Puis Joachim Moyse s’est opposé à deux orientations affichées par la majorité des droites : le gel des effectifs malgré des besoins à couvrir en hausse, et une pression inacceptable annoncée sur la gestion et donc sur l’autonomie des organismes partenaires du Département.

Il a conclu en rappelant diverses propositions fortes portées par les élus de la Gauche combative afin que le Département renforce ses actions en développant des politiques novatrices, lisibles et utiles, tout en précisant : « je ne pense pas à la proposition rétrograde d’expérimenter l’uniforme dans les collèges en engageant des dépenses inutiles »

Il en a d’ailleurs profité pour souligner ce que les élus de son groupe ont réussi à faire avancer ces derniers temps avant d’ajouter : « Vous faites ainsi la démonstration qu’après une première marque de surdité à nos demandes, vous finissez par les reprendre à votre compte. C’est la preuve que nous avons raison d’être persévérants et constants dans nos interventions. »

L’intervention complète de Joachim Moyse :

« Monsieur le Président, Chers collègues,

Comme dans nos communes, ce débat d’orientations budgétaires départementales 2024, s’inscrit dans un contexte dégradé, mêlé d’inquiétudes et d’incertitudes pour assurer les missions essentielles à la vie des habitants et de nos territoires.

Clairement, les chiffres économiques de l’inflation et du chômage ne sont pas bons.

Les prévisions de croissance farfelues du Ministre de l’économie sont revues à la baisse tant par l’OCDE que par la Banque de France et l’INSEE. La fin de la forte inflation, qu’il avait annoncée pour 2024 est désormais décalée à 2025… Le renchérissement du coût du crédit entraine aussi des charges financières plus lourdes. Pourquoi l’État n’accompagne-t-il pas les collectivités et en particulier les départements pour y faire face ?

Clairement aussi, dans ce contexte inflationniste, le pouvoir d’achat des ménages est laminé et les besoins sociaux explosent.

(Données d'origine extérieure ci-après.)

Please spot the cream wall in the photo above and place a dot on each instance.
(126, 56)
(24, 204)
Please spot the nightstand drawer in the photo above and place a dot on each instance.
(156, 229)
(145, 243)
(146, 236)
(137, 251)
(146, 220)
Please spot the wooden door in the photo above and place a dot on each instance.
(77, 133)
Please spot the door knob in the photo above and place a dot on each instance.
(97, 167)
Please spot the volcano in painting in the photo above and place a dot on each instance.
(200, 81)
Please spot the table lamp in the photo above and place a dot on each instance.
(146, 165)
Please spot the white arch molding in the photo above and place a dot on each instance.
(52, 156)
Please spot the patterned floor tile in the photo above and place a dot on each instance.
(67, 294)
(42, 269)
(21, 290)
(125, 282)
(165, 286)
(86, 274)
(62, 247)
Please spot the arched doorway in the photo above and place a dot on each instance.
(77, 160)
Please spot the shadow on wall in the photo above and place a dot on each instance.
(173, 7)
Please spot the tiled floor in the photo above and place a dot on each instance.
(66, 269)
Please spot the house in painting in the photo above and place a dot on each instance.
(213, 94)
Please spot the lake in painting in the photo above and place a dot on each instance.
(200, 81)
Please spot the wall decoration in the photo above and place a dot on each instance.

La pauvreté et la précarité augmentent au regard des demandes dans nos CCAS, dans les associations caritatives ou en constatant la croissance de population en Quartiers prioritaires en Seine-Maritime. Pendant que les riches s’enrichissent, pourquoi l’État ne soutient-il pas davantage les départements qui sont les collectivités des solidarités directement en prise avec les besoins sociaux ?

Clairement toujours, les collectivités locales sont asphyxiées par des décennies de politique d’austérité.

L’Association des Maires de France a chiffré à 70 Milliards ce que les collectivités locales ont perdu depuis 2010. 70 Milliards de moyens d’agir en moins. Dans la loi de finances pour 2024, le périmètre global des concours de l’État aux collectivités territoriales est encore diminué pour qu’elles contribuent au redressement des comptes publics.

Vous-même Monsieur le Président, vous rappelez dans ce rapport que près de 124 Millions de hausse de dépenses structurelles sont supportés par notre Département depuis 2021, en raison des décisions gouvernementales non compensées.

Pourquoi l’État remet-il en question le principe de libre administration des collectivités et de notre département en particulier ?

Avec l’inflation qui perdure, des besoins sociaux qui explosent et des décisions de l’État qui ne sont pas compensées, les dépenses augmentent, et les recettes incertaines (TVA, DMTO…) ne suivent pas. Alors notre collectivité des solidarités se trouve prise en plein effet ciseau.

Même si nous continuons d’estimer, au regard notamment des résultats des comptes administratifs de la Seine-Maritime, que des marges de manœuvre subsistent, ce  n’est malheureusement plus le cas pour nombre de communes.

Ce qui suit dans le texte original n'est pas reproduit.